In April 2015, Alborz was deployed along with the supply vessel Bushehr (together, the Iranian Navy's 34th Fleet) to deliver arms shipments from Iran to the Houthis in Yemen, challenging a Saudi Arabian-Emirati blockade of Yemini ports from the delivery of such shipments. The US responded by sending the aircraft carrier USS Theodore Roosevelt to the Gulf of Aden, challenging the Iranian ships, which responded in turn by turning around and heading back to Iran.

Judging by photographs, it underwent another modernization during which the Iranian six-barrel 30 mm Kamand anti-aircraft artillery system was installed on it with an opto-electronic system for detecting and tracking targets.

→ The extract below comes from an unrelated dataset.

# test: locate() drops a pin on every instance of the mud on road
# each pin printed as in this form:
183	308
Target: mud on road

On 1 January 2024, Alborz—at this point 51 years old—deployed to the Red Sea after passing through the Bab-el-Mandeb strait. This happened against a backdrop of Yemen’s Iran-backed Houthis targeting vessels in the Red Sea for weeks, and a day after US Navy helicopters sank three Houthi-operated boats that had attacked a container ship in the Red Sea. Iran Defence Minister Mohammad-Reza Gharaei Ashtiani said "nobody can make a move in a region where we have predominance".

As of 5 March 2026, Janes writes that Alborz is in dry dock. She is the last active frigate in the Iranian Navy.